Just when the Doctor seems to have calmed his monstrously diseased attacker with hypnotism, he asks "Now, how can I help you?", whereupon he is set upon. It had me giggling in delight.

After Colin Baker's mockery of Anthony Ainley's gaffs in The Mark of the Rani, I feel it only fair to point out that Baker mispronounces "sepulchre" as "sepulcher".

The Doctor seeing his own memorial is reminiscent of New Who's Trenzalore episodes, but much funnier as he is almost crushed by it. When he survives, Jobel says, "...it would take a mountain to crush an ego like yours."

The set dressing of Tranquil Repose's Chapel of Rest and the catacombs are a cultural fusion of Hindu, Egyptian, Greek, and Roman artifacts, giving it an air of timelessness. The sets are colourful with the golds and purples. Even the Daleks add to the richness. One is white and gold, while the experimental Daleks are transparent, so as to better see the organic mess within. It's a nice contrast to the blandness of Timelash before it. The cherry on top are the sci-fi futuristic exterior shots of Tranquil Repose filmed at the excellently chosen IBM North Harbour Building in Portsmouth.

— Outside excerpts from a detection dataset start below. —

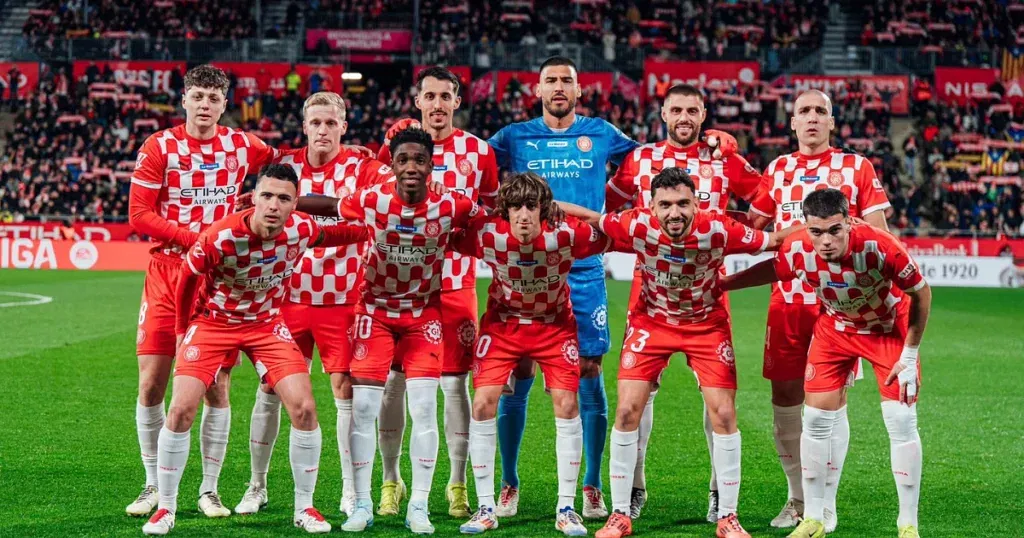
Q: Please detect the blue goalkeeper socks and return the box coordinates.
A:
[498,377,535,488]
[580,374,608,489]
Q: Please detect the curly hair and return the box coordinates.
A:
[495,172,557,224]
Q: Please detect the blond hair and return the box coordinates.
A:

The prop assault rifle used by the medical doctor is a blank firing Austrian Steyr AUG A3, spent cartridges rapidly ejecting from the side---with a few token science fictiony greeblies tacked on almost as an afterthought---because the future had caught up with us. I remember seeing its slick, futuristic looks, like something designed in a wind tunnel, favoured in many sci-fi productions of the time. Talking guns, Orsini, against his squire's advice, wields an antique, for them, though modern fore us, chromed machine pistol.

While the scarred emperor-like mad scientist, Davros, preceded Star Wars, this 1985 story directly steals from 1983's Return of the Jedi. Davros can now exude Sith-like force lightening from his fingertips. Davro's hideous head decoy wired into a cylinder also reminds me contextually of the horrid remains of Palpatine on Exegol in the much later The Rise of Skywalker.

The moment I hear that the funeral planet is a source of protein, of course my mind went to Soylent Green's famous line uttered by an incredulous Charlton Heston, "Soylent Green is made out of people." It was a very obvious plot point ripped straight from the 1973 film, which Saward denies. Of course he does, which gets my goat, considering the trouble a tiny bit of fair use audio has caused me recently.

The finale of the season has great sci-fi locations and nice looking set dressing and props, nasty body horror disease and organ effects, lots of action; including Davros's hand blown being off, some nice model spaceship and explosion scenes, and a BFG powered by rock'n'roll. It was an expensive looking production, featuring the return of our favourite and most iconic Doctor Who foes in a grisly plot, with the expectation of a "fun" adventure next season.

Trivia

Snow delayed filming and changed locations. (BBC, The Fourth Dimension)

Referring to Howe, walker, and Stammer's Handbook: The Unofficial and Unauthorised Guide to the Production of Doctor Who, let's hear from Eric Saward, "I went away to Rhodes...and wrote the scripts. I wanted...something about a planet that specialised in dealing with the dead." He goes on to say how his holiday influenced him to chose names of certain characters. Kara: "Cara was a type of potato" and "Stengos ran the local ferry." Orcini was a historical local war hero.

I've Done too Much

Thanks to too much on my plate, too many stressors, and an exhausting week, I'm tired, done too much, have too much still to do, and have had too little sleep. Chores, chores, chores... never-ending chores.

There was also a trip to London yesterday and then Ncuti Gatwa's new season of New Who, that I have to digest and add to my shownotes, and which you can enjoy... soon.